Now let’s try to insert a document that has no age:
> db.customers.insertOne({
name: "Bobby the Second",
email: "[email protected]",
})
Output:
WriteError({
"index" : 0,
"code" : 121,
"errmsg" : "Document failed validation",
"op" : {
"_id" : ObjectId("60b4d9977a9653eb847a8242"),
"name" : "Bobby the Second",
"email" : "[email protected]"
}
})
WriteError@src/mongo/shell/bulk_api.js:458:48
mergeBatchResults@src/mongo/shell/bulk_api.js:855:49
executeBatch@src/mongo/shell/bulk_api.js:919:13
Bulk/this.execute@src/mongo/shell/bulk_api.js:1163:21
DBCollection.prototype.insertOne@src/mongo/shell/crud_api.js:264:9
@(shell):1:1
We can see that the new validator is now enforcing age to be required.

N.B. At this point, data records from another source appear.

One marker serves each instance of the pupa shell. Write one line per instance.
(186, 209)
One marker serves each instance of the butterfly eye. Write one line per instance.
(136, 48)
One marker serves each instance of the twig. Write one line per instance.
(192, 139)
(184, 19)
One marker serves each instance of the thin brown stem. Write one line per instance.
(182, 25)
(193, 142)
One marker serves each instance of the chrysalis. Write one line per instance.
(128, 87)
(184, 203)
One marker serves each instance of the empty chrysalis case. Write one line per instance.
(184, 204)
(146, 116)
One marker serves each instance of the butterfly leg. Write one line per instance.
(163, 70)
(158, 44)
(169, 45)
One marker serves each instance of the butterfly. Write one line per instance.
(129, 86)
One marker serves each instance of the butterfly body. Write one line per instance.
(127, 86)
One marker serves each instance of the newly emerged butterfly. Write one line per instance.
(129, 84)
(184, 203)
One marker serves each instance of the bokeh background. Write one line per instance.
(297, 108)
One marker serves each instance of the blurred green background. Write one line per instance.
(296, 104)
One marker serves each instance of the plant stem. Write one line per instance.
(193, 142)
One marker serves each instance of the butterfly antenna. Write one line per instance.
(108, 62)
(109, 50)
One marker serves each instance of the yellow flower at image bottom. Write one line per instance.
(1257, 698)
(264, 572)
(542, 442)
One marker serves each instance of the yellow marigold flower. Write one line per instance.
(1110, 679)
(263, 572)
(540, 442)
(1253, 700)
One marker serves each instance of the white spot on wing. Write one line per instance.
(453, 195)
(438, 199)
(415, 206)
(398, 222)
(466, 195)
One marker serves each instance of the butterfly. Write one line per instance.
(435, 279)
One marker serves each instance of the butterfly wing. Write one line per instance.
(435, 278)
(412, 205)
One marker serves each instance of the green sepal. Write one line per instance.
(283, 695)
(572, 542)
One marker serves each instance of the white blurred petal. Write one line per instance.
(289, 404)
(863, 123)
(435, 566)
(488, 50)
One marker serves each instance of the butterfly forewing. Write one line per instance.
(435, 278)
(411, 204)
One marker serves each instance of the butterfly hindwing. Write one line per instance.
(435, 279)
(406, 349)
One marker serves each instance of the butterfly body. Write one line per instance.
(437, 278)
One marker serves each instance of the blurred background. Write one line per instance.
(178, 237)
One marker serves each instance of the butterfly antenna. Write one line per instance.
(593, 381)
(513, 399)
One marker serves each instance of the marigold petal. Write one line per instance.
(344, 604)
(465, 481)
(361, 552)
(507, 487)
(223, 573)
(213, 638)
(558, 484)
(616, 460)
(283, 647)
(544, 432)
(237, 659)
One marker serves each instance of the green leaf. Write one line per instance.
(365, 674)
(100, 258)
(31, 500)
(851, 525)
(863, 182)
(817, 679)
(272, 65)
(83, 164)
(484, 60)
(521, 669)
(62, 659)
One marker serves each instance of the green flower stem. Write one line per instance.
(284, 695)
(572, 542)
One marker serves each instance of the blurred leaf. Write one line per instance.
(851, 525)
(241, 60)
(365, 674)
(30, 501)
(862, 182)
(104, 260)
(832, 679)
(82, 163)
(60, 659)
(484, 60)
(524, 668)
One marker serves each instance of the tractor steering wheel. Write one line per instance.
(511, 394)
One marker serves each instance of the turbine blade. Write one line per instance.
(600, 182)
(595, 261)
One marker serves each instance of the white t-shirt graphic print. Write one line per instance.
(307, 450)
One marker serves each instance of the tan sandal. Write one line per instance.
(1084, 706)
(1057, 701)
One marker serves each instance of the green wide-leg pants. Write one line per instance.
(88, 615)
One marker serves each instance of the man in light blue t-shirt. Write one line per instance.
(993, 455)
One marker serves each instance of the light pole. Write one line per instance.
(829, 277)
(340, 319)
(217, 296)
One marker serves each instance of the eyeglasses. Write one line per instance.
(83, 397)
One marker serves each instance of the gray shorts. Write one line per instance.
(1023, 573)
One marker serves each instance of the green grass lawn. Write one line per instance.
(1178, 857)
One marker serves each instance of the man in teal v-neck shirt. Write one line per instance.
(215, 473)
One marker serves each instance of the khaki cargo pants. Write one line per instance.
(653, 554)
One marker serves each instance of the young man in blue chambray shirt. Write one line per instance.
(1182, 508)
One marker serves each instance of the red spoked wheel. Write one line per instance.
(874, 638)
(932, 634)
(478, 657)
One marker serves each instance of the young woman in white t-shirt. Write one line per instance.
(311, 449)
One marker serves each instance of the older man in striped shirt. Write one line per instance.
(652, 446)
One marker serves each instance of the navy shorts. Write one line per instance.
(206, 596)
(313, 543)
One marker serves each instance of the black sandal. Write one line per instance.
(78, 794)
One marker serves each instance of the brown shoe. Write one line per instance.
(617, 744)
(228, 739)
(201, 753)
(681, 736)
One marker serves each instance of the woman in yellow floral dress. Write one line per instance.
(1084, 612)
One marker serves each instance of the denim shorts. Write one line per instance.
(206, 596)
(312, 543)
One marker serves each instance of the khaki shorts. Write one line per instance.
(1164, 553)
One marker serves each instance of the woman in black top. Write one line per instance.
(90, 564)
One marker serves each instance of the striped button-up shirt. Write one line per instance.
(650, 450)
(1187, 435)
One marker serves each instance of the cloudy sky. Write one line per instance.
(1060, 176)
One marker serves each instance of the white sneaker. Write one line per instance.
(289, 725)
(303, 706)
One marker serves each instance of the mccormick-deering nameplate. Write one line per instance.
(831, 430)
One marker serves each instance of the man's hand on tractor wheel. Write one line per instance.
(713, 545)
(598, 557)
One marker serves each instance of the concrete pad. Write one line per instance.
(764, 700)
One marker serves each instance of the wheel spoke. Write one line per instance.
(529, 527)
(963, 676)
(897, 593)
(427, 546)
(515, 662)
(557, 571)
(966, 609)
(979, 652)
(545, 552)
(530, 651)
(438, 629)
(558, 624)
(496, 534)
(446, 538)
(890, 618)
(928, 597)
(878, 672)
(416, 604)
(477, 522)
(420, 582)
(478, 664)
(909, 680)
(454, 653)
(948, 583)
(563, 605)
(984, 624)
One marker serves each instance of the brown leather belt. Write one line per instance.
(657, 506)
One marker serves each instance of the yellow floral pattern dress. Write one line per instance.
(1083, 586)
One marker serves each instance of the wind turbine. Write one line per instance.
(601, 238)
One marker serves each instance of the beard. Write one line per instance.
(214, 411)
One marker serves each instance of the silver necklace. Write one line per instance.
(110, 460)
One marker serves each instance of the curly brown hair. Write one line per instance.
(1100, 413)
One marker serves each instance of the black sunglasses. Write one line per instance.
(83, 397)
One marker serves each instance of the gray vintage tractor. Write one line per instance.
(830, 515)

Validate collection documents
To verify that the existing documents are conforming to the validation schema, we can use the db.collection.validate()
method:
> db.customers.validate()
{
"ns" : "sample_supplies.customers",
"nInvalidDocuments" : 0,
"nrecords" : 1,
"nIndexes" : 2,
"keysPerIndex" : {
"_id_" : 1,
"email_1" : 1
},
"indexDetails" : {
"_id_" : {
"valid" : true
},
"email_1" : {
"valid" : true
}
},
"valid" : true,
"warnings" : [ ],
"errors" : [ ],
"extraIndexEntries" : [ ],
"missingIndexEntries" : [ ],
"ok" : 1
}
We can see that there are no errors.